New pastor settling in at FBC LaPlace

Published 12:00 am Saturday, June 5, 2010

By David Vitrano


LAPLACE – It has been a three-year endeavor for the members of LaPlace’s First Baptist Church to find their new pastor, Paul Naylor. For Naylor himself, the journey has been much longer.

The preacher’s own story began what some might consider a lifetime ago when Naylor was working as a mechanical engineer. He graduated from the University of Illinois, his home state, with a mechanical engineering degree and toiled in that field for five years before being called to the ministry.

“God just convicted me that He wanted me to preach the gospel and that I wouldn’t be fulfilled doing anything else,” said Naylor.

Since that time, his life has been one leap of faith after another.

“(God’s) taken care of me ever since,” he said.

He and his wife, Kendra, left their jobs behind and moved to North Carolina, where Naylor attended Southeastern Baptist Theological Seminary. They left behind their jobs and put their faith in the correctness of the path they were following. They did not need to rely on faith for long.

“Two weeks to the day after we moved we were both employed again,” Naylor said.

After finishing school, Naylor and his wife moved to Arkansas, where he began his first official tenure as church pastor. He then moved to a church in Florida before returning to Arkansas, where the Naylors have family ties, to take a position with the church where he and his wife were married.

In Arkansas, Naylor worked as an administrative pastor, and he was happy to be working in a familiar community. Nevertheless, Naylor felt God had called him to preach, not to sit behind a desk.

“To me it was a conviction that I’d rather be a pastor with administrative skills than an administrator with pastoral skills,” he said.

Then, according to Naylor, God’s plan once again made itself visible to him in the form of the position at First Baptist Church.

By then, Naylor’s family included two children, so he wanted to be sure the move was right for everyone.

“I do understand that it is stressful on them,” he noted.

What’s more, the thought of selling the family’s home in Arkansas seemed daunting and the house the family was eyeing in LaPlace was under contract and would not be available for them upon arrival.

But once again, Naylor put his trust in God, packed up and headed from Northwest Arkansas to Southeast Louisiana.
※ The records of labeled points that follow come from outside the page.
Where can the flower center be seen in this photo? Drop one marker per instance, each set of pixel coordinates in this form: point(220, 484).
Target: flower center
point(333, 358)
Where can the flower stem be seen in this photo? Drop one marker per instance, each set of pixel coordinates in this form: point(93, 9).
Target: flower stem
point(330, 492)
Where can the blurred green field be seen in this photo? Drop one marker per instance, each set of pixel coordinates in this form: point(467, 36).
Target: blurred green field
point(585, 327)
And once again, God provided.

Naylor’s Arkansas home sold in just three weeks, and the contract on the LaPlace home fell through, clearing the way for the Naylors.

He said, “When we got to the new house, the church had hung a banner saying ‘Welcome Home, Naylor Family.’”

And for the pastor and his family, it truly did feel like a homecoming.

“The church family here has been really warm and welcoming,” he said.

First Baptist Church held a special celebration on the family’s first Sunday in town.

“It was well attended,” said Naylor. “People wore name tags to kind of help out.”

Since then, Naylor has spent much of his time getting to know the congregation as well as his new surroundings.

At the urging of his son Samuel, the family took a drive into New Orleans to see the Superdome and the Aquarium of the Americas.

“I’m getting used to all the good food y’all have down here.” Naylor said, adding, “There’s much more of a mixture of cultures here.”

“I think one of the biggest surprises is the heat early in the day,” said Naylor.

But these are not the only differences between the River Region and Arkansas. Naylor said it is also the first time he has been pastor in such a predominantly Catholic area.

That is one of the reasons Naylor has chosen to focus on denominational unity through a belief in Jesus Christ.

Naylor described his preaching style as expository.

“I generally pray about a book of the Bible that God wants me to teach,” he said.

He said the advantages of this style are that it is easy for the congregation to follow, and it is more objective than what he called “topical” preaching.

Still, Naylor recognized the need for someone in his position to remain flexible. He said he leaves time open each day to take care of sudden needs that may arise. He has also begun to pray for victims of the oil disaster during his Wednesday prayer meetings.

“You can’t avoid hot issues, and you can’t just preach on what you want to preach every week,” he said.

For the time being, however, the only waves Naylor is looking to make in the community are the ones made out of crepe paper that currently adorn the pulpit area of the church. First Baptist’s Vacation Bible School begins next week with the theme “High Seas Expedition.”

“They go all out with the decorations,” Naylor said, referring to the effort of community volunteers in readying the church for the weeklong event. “My kids will be in it, and they’re looking forward to that.”

Naylor noted that all are welcome to attend VBS, regardless of denomination. It is a theme he carries with him throughout the whole of his teachings.

“We have a lot of different beliefs, and one of our themes would be finding a commonality in faith in Christ,” he said.